As Mae West famously quipped, “You only live once, but if you do it right, once is enough.” Take your short life and make it count.
Jesus, in 33 years, seemed not to accomplish very much. His little band of followers was terrifically ordinary, despised by the world, and short on courage. Jesus himself wrote no books and began no rebellion. No doubt the Pharisees and the Romans both were fairly smug to get Jesus out of the picture. Well, that’s over. Of course, they underestimated him a tad. One life, fully lived, epic. You protest that Jesus had an edge, being God and all. True. But he left his mission in the hands of those ragtag followers, eleven scaredy-cat fishermen and a handful of ostracized women. A team about the size of a pair of small groups in a suburban church changed the world. What’s your small group done lately?
That was snarky; I apologize. But there is unquestionably a disconnect between the lifestyle of the Acts 4 church and the post-modern American congregation. The early church keenly felt its life-or-death, do-or-die situation. To follow Christ was downright dangerous, and not to be done lightly.
As it has been for every persecuted generation since, there was a heightened sense of urgency linked with the call to Christ. So when the believers in Acts 4 share all that they have, they are not attempting to set up a communist nation, they are circling the wagons. They pray not in regularly scheduled, reserved meetings, but in desperation, and the place where they pray is shaken. When they ladle soup to the needy, it is to their own flesh and blood. Service is not tacked-on, it is vocation.

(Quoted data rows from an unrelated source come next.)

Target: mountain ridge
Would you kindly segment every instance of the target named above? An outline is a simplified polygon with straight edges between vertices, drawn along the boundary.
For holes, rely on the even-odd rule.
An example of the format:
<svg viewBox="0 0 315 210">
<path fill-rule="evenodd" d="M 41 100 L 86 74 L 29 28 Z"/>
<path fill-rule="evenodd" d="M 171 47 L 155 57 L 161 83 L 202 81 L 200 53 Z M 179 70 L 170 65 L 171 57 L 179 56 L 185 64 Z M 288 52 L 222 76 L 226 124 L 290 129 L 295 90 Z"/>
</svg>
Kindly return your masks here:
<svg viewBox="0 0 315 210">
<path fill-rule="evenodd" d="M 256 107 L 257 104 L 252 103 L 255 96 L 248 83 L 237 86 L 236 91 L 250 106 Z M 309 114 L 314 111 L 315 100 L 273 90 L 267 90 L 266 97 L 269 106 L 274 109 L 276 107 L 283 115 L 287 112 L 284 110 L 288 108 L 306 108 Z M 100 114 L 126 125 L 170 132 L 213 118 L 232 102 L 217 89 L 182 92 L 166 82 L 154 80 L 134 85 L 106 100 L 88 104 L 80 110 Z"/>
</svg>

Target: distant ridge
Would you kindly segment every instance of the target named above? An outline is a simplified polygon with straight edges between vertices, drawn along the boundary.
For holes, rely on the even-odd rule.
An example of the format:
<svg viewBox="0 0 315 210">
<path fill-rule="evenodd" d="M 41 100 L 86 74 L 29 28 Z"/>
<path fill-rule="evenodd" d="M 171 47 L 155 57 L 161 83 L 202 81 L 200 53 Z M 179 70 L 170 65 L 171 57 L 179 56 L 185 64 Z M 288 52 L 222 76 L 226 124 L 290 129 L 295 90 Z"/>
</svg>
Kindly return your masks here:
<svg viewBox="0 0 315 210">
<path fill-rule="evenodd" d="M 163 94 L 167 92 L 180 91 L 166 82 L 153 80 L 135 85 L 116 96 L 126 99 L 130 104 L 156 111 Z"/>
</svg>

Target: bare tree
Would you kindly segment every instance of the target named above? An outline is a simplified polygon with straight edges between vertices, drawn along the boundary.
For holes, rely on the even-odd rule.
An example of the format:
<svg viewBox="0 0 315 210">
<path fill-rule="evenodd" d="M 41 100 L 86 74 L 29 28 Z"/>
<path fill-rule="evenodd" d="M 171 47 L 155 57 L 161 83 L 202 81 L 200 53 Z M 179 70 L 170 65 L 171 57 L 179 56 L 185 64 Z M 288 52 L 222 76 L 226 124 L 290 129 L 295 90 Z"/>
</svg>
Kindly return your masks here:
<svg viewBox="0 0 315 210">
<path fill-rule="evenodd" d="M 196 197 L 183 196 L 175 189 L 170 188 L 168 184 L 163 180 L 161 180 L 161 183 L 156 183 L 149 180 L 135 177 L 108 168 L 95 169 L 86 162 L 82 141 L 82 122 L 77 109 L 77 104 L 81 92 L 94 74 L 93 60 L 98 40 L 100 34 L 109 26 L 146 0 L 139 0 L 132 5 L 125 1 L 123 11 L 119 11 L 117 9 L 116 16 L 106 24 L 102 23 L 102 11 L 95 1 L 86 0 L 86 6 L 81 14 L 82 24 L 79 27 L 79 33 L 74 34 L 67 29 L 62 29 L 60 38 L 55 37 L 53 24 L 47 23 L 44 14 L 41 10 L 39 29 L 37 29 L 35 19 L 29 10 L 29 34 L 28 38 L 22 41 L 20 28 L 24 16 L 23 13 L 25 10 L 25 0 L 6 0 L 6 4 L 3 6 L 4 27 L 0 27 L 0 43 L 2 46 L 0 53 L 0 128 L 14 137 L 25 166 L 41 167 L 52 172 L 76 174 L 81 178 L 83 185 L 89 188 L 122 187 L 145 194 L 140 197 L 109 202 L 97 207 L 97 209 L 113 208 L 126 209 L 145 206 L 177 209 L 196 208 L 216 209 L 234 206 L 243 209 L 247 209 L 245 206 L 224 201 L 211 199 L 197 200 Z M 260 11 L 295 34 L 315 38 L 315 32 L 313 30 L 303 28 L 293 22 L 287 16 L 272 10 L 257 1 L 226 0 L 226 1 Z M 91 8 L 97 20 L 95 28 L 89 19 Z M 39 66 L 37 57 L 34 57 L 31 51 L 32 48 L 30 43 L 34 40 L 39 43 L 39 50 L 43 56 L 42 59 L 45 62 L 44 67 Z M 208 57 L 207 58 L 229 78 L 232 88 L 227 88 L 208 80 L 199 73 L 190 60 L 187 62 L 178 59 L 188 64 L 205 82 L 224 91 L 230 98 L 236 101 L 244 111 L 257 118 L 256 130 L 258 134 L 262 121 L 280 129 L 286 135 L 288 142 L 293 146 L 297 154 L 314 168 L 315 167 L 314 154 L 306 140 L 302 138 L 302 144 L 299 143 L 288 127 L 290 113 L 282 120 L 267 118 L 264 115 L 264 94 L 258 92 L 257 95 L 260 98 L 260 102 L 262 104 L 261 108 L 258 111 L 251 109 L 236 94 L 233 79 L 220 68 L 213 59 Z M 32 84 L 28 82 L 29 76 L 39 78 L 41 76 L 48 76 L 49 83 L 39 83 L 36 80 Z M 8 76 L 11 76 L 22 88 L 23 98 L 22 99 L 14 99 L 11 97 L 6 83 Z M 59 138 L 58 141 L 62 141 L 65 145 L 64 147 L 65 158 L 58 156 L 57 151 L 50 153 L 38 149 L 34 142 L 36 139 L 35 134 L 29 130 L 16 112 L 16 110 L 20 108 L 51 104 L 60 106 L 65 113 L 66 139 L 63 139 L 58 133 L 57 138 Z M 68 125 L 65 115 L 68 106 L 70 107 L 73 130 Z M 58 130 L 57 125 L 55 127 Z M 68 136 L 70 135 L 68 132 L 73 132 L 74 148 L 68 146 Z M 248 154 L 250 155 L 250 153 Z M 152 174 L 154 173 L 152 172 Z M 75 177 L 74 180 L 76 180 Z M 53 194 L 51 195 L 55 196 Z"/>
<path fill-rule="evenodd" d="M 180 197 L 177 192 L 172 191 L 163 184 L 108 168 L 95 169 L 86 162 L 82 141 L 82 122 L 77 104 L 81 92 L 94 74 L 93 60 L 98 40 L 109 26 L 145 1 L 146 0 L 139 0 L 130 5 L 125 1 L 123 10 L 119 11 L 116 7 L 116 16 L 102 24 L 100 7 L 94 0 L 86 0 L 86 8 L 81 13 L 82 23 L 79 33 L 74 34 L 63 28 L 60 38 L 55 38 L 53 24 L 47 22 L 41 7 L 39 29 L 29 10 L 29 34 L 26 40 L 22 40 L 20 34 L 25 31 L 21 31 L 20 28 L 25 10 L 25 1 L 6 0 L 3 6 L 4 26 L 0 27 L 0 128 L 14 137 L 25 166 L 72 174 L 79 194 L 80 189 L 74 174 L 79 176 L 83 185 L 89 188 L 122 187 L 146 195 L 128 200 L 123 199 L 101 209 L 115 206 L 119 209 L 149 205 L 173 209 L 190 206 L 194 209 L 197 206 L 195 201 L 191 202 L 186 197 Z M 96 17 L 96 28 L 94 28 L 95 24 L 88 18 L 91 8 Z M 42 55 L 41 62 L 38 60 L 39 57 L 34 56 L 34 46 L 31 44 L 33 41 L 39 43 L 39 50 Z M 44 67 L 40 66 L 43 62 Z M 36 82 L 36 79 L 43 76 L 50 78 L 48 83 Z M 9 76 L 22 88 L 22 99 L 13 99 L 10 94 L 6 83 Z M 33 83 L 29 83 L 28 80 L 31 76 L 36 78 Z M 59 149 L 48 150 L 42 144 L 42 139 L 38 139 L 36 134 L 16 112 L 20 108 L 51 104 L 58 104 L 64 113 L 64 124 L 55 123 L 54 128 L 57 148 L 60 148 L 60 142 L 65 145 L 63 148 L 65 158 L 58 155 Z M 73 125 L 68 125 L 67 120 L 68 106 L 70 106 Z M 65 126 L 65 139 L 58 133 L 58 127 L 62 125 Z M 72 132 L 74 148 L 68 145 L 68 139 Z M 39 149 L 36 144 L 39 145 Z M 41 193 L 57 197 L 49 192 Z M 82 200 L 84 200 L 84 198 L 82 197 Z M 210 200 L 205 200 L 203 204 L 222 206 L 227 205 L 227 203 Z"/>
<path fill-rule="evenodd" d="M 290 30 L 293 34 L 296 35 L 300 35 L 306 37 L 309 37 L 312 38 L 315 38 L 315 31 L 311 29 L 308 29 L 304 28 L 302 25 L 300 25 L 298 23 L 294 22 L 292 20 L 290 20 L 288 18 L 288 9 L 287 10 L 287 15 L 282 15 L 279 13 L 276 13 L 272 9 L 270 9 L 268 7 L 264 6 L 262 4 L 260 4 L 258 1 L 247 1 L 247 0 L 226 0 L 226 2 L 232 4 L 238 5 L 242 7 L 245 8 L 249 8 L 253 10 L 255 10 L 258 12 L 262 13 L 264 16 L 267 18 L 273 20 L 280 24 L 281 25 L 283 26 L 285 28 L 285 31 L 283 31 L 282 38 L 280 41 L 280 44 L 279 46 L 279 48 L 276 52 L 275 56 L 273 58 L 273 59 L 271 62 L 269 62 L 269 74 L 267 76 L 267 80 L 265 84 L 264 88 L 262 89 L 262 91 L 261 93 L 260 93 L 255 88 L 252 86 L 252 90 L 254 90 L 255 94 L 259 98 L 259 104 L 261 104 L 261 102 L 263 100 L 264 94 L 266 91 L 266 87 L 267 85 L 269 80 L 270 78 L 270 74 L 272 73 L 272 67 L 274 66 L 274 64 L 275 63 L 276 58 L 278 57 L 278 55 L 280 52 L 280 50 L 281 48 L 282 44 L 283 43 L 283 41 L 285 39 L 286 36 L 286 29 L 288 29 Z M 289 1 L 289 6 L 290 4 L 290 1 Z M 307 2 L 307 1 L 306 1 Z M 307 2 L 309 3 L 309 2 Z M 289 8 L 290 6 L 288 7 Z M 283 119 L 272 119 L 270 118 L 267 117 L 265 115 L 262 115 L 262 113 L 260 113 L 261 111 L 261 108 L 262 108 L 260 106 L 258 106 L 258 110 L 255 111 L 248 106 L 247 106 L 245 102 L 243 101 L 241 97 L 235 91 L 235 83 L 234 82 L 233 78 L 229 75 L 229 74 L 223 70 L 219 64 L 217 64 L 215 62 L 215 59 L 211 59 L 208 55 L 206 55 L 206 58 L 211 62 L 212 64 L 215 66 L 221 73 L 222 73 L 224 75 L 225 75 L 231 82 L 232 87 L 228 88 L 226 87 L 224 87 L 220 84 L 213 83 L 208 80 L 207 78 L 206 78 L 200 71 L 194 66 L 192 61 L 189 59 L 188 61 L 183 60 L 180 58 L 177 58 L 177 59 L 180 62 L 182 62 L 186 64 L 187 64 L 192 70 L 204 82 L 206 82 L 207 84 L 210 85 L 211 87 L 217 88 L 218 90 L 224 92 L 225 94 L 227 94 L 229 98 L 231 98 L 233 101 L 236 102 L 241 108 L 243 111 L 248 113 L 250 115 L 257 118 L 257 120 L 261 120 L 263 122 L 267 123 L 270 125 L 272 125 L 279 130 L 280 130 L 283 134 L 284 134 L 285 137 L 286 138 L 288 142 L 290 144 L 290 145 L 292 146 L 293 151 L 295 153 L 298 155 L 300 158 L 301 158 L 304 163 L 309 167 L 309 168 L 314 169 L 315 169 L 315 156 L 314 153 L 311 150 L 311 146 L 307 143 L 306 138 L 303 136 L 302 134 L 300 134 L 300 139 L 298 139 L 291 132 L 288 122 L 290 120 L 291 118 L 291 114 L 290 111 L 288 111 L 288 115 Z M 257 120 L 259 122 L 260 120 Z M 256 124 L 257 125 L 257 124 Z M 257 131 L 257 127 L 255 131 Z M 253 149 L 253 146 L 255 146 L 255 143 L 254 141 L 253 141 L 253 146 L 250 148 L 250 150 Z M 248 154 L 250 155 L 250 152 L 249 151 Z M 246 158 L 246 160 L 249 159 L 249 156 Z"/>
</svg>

What do we treasure above all else? Scan our checkbooks and our calendar, and you will see. We prize comfort, stimulation, cleverness, amenities, programs, inspiration. We do not give until it hurts. We do not pour out our lives for people who quite frankly make us uncomfortable. As the Archbishop of Canterbury once said, “Wherever the Apostle Paul went, there was a riot or a revival. Wherever I go, they serve tea.” Membership in a church is rather like membership in a country club, one with very nice teapots. Perhaps it should be more like membership in a gym; we expect to sweat, to strain, to run an extra mile.